Terminal neuroendocrine differentiation of human prostate carcinoma cells in response to increased intracellular cyclic AMP.


Recent clinicopathologic studies have shown that many prostatic adenocarcinomas express focal neuroendocrine differentiation and that neuroendocrine differentiation is most apparent in advanced anaplastic tumors. While studying growth-regulatory signal transduction events in human prostate carcinoma cell lines, we found that in two of four cell lines, the androgen-sensitive line LNCaP and the highly metastatic androgen-independent line PC-3-M, elevation of cAMP through addition of cAMP analogues or phosphodiesterase inhibitors induced a markedly neuronal morphology. Also in LNCaP cells ultrastructural analysis showed that cAMP induced the appearance of neurosecretory cell-like dense-core granules. Phenotypic analysis of untreated LNCaP and PC-3-M cells showed that both cell lines express markers of the neural crest including S-100, chromogranin A, pp60c-src, and neuron-specific enolase as well as the epithelial marker KS1/4 and stage-specific embryonic antigen 4. In PC-3-M cells, cAMP markedly elevated neuron-specific enolase protein and caused an increase in the specific activity of the neuroendocrine marker pp60c-src, and in both cell lines expression of KS1/4 and stage-specific embryonic antigen 4 was down-regulated.
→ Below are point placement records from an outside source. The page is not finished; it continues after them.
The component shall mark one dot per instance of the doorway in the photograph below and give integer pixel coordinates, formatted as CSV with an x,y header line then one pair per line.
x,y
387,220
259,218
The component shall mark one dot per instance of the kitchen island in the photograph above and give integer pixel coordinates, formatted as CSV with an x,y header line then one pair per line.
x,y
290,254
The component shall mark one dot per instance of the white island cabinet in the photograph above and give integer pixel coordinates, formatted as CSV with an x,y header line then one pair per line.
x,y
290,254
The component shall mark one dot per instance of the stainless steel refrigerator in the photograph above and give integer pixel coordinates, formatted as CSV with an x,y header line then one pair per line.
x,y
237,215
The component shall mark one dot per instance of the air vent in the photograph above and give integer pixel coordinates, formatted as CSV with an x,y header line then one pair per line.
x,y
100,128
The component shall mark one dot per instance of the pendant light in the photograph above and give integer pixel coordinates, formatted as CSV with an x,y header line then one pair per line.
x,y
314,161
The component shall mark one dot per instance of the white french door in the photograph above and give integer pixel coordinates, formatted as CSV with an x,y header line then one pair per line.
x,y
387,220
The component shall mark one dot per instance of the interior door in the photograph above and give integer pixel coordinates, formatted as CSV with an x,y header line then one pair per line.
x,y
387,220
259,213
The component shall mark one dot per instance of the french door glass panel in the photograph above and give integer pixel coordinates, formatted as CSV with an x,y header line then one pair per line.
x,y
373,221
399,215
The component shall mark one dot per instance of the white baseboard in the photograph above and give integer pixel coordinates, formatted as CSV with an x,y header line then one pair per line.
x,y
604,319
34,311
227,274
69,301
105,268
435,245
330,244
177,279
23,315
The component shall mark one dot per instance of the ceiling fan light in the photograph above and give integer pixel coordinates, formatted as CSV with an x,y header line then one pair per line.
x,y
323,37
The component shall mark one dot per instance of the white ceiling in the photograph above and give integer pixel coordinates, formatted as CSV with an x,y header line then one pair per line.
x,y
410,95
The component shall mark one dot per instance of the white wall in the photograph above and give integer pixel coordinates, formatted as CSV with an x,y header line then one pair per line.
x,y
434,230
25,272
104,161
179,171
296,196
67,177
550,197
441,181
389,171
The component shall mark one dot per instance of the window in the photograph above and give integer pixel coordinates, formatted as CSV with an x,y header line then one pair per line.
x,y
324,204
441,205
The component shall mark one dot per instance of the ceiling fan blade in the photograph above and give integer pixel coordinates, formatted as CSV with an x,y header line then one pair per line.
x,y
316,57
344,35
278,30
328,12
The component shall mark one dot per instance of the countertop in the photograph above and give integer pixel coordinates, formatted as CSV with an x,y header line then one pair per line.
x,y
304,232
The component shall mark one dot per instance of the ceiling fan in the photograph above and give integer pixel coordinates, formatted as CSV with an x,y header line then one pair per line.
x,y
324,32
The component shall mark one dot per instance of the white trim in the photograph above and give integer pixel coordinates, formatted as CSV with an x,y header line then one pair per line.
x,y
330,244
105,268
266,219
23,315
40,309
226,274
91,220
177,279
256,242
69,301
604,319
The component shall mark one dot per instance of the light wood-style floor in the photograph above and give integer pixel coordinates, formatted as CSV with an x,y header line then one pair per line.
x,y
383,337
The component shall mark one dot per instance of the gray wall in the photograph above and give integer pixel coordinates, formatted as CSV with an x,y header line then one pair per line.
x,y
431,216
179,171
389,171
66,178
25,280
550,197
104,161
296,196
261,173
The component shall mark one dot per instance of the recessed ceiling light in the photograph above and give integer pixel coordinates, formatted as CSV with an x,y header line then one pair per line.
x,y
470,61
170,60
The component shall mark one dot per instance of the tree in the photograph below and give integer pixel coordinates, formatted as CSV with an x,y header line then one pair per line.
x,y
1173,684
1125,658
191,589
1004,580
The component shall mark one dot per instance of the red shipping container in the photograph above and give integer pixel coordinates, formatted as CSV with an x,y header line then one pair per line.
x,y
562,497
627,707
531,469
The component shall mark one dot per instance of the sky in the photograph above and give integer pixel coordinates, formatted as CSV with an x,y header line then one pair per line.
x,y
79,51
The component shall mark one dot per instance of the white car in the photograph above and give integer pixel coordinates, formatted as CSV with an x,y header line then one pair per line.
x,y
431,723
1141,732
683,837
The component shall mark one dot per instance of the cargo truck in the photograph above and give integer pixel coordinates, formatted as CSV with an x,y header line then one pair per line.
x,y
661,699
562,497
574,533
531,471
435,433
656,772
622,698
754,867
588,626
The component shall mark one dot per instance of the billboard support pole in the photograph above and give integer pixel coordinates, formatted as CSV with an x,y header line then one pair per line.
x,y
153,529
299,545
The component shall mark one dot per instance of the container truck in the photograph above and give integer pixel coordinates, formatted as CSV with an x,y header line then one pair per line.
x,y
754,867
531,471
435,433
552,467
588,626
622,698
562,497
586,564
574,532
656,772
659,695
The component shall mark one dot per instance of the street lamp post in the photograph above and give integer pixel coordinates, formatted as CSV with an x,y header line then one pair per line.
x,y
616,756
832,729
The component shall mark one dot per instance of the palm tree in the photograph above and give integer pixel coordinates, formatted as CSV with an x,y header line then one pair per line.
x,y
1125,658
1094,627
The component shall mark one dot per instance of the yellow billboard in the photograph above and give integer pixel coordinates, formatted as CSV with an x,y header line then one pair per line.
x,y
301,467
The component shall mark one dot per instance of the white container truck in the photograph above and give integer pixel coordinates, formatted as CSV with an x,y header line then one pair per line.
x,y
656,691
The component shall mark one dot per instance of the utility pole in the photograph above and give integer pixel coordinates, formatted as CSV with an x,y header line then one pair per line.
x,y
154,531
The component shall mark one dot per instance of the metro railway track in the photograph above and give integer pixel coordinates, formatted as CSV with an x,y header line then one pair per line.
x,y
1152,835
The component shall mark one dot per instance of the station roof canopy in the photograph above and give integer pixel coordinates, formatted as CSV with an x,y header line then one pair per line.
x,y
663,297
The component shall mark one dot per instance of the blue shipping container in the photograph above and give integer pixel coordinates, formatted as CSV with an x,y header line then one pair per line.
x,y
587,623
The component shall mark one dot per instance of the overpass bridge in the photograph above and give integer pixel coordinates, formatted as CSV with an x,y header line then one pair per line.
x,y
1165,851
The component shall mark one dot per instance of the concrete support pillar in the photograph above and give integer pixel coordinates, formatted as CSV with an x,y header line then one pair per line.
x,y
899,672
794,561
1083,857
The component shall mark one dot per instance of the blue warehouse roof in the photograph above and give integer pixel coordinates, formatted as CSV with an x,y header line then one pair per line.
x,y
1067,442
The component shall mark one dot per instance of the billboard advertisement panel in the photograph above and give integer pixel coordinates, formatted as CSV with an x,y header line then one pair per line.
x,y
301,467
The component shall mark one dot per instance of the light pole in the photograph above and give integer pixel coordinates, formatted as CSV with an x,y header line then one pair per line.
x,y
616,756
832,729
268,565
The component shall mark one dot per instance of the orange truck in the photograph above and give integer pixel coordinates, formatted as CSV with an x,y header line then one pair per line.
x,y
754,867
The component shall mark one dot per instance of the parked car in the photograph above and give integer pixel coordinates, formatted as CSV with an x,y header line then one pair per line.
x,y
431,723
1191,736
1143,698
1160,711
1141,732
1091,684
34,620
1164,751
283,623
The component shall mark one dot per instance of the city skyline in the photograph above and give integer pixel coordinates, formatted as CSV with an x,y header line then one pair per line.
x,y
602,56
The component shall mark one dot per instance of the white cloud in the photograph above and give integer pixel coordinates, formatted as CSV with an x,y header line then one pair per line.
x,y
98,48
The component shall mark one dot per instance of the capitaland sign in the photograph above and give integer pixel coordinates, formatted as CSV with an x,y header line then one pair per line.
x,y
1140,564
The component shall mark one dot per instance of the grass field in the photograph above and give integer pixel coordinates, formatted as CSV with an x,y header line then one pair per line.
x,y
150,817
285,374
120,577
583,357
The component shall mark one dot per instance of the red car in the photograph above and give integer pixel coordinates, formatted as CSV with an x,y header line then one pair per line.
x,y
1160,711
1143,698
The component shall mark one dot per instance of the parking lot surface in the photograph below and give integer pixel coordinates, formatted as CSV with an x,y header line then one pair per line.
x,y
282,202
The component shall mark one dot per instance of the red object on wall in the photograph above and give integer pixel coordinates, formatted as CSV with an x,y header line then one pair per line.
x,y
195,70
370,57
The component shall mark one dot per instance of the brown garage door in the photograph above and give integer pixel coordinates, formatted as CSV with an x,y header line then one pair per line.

In addition to effects on lineage markers, cAMP treatment induced G1 synchronization, growth arrest, and loss of clonogenicity, indicating terminal differentiation. Our data provide direct evidence of plasticity in the lineage commitment of adenocarcinoma of the prostate. We have shown that cell-permeant cAMP analogues can induce terminal differentiation, suggesting that hydrolysis-resistant cyclic nucleotides may present an additional approach to the treatment of advanced prostate cancer.